The ‘smart pill’ has not yet been tested on humans, but in experiments on pigs, the results have been very promising.
In pigs who were given this pill 20 minutes before eating, the researchers found that this treatment not only stimulated the release of hormones that signal satiety but also reduced the animals’ food intake by about 40 percent.

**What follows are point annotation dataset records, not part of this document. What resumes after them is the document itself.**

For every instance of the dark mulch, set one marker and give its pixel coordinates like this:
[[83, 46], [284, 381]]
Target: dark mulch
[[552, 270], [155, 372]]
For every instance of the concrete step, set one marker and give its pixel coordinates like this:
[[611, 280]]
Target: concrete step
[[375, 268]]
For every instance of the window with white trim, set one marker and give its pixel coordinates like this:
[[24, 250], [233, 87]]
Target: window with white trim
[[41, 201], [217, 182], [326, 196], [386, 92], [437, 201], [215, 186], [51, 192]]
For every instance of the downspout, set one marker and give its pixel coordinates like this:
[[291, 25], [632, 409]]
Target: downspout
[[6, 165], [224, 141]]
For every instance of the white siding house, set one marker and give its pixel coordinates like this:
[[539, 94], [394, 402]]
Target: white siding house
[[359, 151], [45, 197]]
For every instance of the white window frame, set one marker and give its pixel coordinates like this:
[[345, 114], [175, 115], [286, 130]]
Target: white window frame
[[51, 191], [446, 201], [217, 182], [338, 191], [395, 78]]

The ‘smart pill’ stays and vibrates within the stomach for 20 minutes to suppress appetite. These vibrations activate the same stretch receptors responsible for sensing stomach distension, thereby tricking the brain into feeling full and reducing the amount of food consumed.
Source: Science Advances
The ‘smart pill’ is intended to treat diseases that cause persistent food cravings, such as obesity, polyphagia, and Prader-Willi syndrome, it was reported.
After the effect is achieved, the pill is excreted from the body.
It is expected that if the pill becomes commercially available, it will be offered at a low cost of less than $1.
The researchers said, “This device has the potential to revolutionize treatment options for obese patients. However, in future research, the physiological effects of the device must be investigated before patients can use the device.”